Zenith 150 yıldan uzun süredir yüksek saatçilikte mekanik saatler üreten bir manüfaktür, Jean-Claude Biver’in de tekrarladığı üzere marka tradisyonel saat yapımcılığının çağdaş yöntemlerle uygulandığı bir yol izliyor. Bu sayede kabul görmüş teknikleri nasıl daha iyi hale getirebilecekleri üzerine kafa yoruyorlar. Bugün tanıtılan yeni Defy Lab parçası da son dönemde Zenith’in misyonlarıyla örtüşen en nitelikli parça. Çünkü bu kez ne yeni kasa materyali ne de kadran üzerindeki sıra dışı iskelet görünüm bahsedeceğimiz ilk şey değil; mekanizma tamamen devrimsel birkaç yenilik içeriyor.

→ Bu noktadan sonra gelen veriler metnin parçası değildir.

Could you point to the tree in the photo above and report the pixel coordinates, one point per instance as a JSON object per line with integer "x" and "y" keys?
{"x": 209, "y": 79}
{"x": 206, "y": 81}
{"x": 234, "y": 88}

LVMH Grubu’nun saat araştırma ve geliştirime bölümü ZO 342 kalibre ile osilatör sistemini baştan aşağıya değiştirmeyi başarmış. Yeni mekanizma 32.8 mm’lik çapa sahip, kalınlığı ise sadece 8.13 mm. Ancak asıl yenilikçi hamle osilatörde; tek parça halindeki silikondan yapılan element yalnızca 0.5 mm kalınlığında (standartların 5 mm olduğunu unutmayalım). Regülatör organında yaklaşık 30 parça yer alırken buradaki rakam söylediğimiz gibi sadece 1, yani ortada monolitik bir teknik var. Bu sistem sayesinde mekanizmanın frekansı saniyede 15 Hertz ve günlük hata payı da yalnızca 10 saniye. Üstelik yeni modelde tanıtılan sistem 60 saatlik güç rezervinin %95’inde güç aktarımını aynı oranda sağlayabiliyor. Yani kalibrenin ömrü azaldıkça mekanizmanın hassasiyetinde hata payı artmıyor ki bu durum yüksek saatçilikte karşılaşabildiğimiz bir olumsuzluk. Monolitik yapı doğal olarak mekanizmanın bakımını da kolaylaştırıyor; osilatör içerisinde sürtünmeye sebep olacak ikinci bir bileşen olmadığı için yağlamaya da ihtiyaç duyulmuyor.
Zenith bu modeli 10 farklı şekilde konsept olarak tanıttı. Şimdilik hepsi markanın koleksiyonerleri tarafından satın alındı bile. Ancak güzel haber şu, hem bu mekanizmaya hem de kasa materyaline sahip saatler yakın bir gelecekte Zenith koleksiyonlarında yer alacak. Materyal demişken yeni modellerde gelişimi Hublot’nun ar-ge departmanı tarafınca sağlanan aeronith kullanıldığını belirtelim (Zenith’in Mr. Biver’e ilişkileri sebebiyle teşekkür etmesi gerekebilir). Aeronith çok bağlı bir alüminyum yapısına sahip ve temel özelliği olarak hafifliği ön plana çıkıyor; kısacası kendisi alüminyum, titanyum ve karbon fiber yapıların hepsinden daha hafif. 44 mm’lik kasanın kalınlığı 14.5 mm ve mekanizmanın çağdaş tavrını ortaya koyabilecek şekilde hem kadran hem de kasa arkası ZO 342’yi görünür kılıyor. Şimdilik yeni Defy Lab modellerini konsept olarak düşünebiliriz, fakat yakın gelecekte teknolojik Zenith’ler görmemiz mümkün.